La provok avec un K était de taille mais la ville n'a même pas éclaté de rire. Son silence a montré qu'elle s’en fichait pas mal. La maison Salomon, devenue du coup dix fois plus célèbre, rejoindra la clé du boulanger Harelle et la cravate de Verlaine au Livre d'or des icônes messines. Sauf que cette fois, il y a des dégâts collatéraux. C'est Maurice Barrès qui accuse le coup!

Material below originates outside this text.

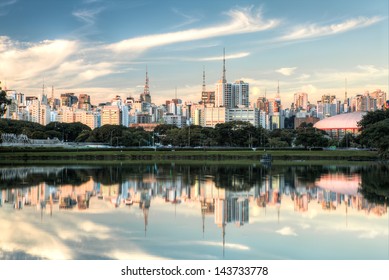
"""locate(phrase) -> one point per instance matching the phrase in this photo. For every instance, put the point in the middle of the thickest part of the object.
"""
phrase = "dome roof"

Il faut se mettre à sa place. Il n'avait jamais caché son allergie à cette Ville Impériale que les Teutons avaient dessinée dans les friches du Metz humilié de 1900. Au ciel, l'auteur jouit depuis d'une aura cocardière... Alors, plus de cent ans plus tard, lui mettre sous le nez une villa dont le moins qu'on puisse dire est qu'en matière de germanitude, c'est plutôt du lourd, oser ainsi provoquer le papa putatif de Colette Baudoche, moi je pense qu'il ne s'en remettra pas, sur son nuage.
Notez qu'on est dans la métaphore sportive… Quand tournent les trente-six chandelles que le menton d'un boxeur n’a pas vues venir. Ça s’est passé à Metz au bord de la Seille. On vous le dit. Barrès est KO.